BRODIE: Well, assuming that people and businesses follow the guidelines that are in place, do you get the sense that the guidelines that are in place are what they need to be and are sufficient to not see another rise in cases and hospitalizations and positivity and all that?
MARVASTI: I think the guidelines appear to be well-written on paper, with some exceptions. I think the issue here is that we have too many things opening up at once again. Even though the benchmarks are being met, if you look at it within the last week and the next week coming, we could see — not only we've seen movie theaters, gyms and other high-risk businesses, but we're also seeing schools opening, the universities are opening. And we're seeing Tempe now, in the ZIP code there, has the highest increase with 40% increase in terms of COVID-19 infections with the university being open. My concern is that too many things are being open at the same time. And we also don't have enough testing available. And we're not doing a comprehensive testing strategy where we are looking at essential workers, public facing workers. I know that some of the universities are doing more testing, which is great, but that's not being done on a community level. And so when you have all these variables, again, up in the air, we're definitely going to see an increase in cases. But my concern is we're not looking at it holistically. And, you know, taking stock in terms of what's open and what's closed and what we may have to do is prioritize down the line if things get out of hand again. We may have to decide to close some things to keep schools open. And we have to make those types of decisions, unfortunately.

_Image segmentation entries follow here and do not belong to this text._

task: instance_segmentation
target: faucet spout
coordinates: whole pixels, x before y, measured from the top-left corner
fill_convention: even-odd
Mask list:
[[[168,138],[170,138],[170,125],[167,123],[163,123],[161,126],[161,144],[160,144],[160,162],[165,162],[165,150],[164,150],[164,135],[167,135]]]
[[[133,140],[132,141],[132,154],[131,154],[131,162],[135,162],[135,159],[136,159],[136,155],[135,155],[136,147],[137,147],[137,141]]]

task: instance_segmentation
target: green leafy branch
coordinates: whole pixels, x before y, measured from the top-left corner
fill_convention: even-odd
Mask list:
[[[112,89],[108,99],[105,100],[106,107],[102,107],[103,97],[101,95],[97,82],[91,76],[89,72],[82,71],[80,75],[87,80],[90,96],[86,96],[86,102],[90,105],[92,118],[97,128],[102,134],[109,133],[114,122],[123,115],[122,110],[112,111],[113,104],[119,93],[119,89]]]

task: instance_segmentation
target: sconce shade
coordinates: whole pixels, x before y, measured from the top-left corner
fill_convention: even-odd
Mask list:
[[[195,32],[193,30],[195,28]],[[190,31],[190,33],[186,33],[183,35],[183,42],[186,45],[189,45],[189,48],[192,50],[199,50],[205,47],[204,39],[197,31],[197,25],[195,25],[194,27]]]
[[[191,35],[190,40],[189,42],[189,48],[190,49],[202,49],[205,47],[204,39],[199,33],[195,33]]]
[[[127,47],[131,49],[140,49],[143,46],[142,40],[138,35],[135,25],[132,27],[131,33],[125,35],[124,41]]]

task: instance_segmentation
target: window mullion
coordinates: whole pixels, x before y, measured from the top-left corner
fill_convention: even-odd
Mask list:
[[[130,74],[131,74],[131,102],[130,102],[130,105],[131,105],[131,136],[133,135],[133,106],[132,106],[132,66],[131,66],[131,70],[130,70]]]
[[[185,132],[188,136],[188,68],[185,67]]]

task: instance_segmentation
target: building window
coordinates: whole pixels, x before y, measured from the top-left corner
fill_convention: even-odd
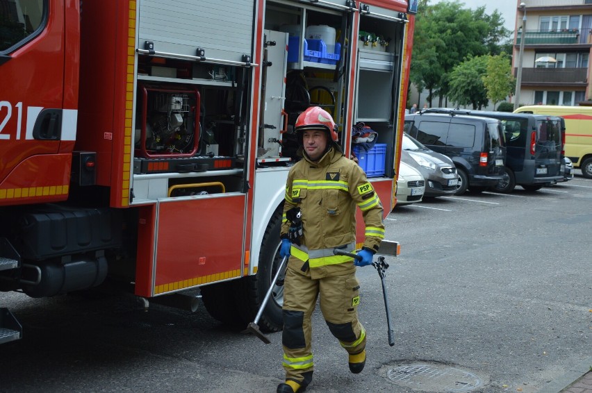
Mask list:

BRODIE: So obviously, you know, we've talked about what happened after Memorial Day. And we saw photos both from here in the Phoenix area and across the country of people clearly not social distancing, not wearing masks, things like that. How confident are you that we won't see those kinds of images this holiday weekend?
MARVASTI: I think, unfortunately, we probably will see some of those images. But I'm hopeful that we're going to see less because more people have been touched by the coronavirus, either directly or indirectly. And the news has done a great job of covering the facts and showing the personal stories and tragedies of individuals and families in Arizona. So I hope people are starting to take it more seriously than they did a few months ago.
BRODIE: Dr. Shad Marvasti is director of public health and prevention at the University of Arizona College of Medicine, Phoenix.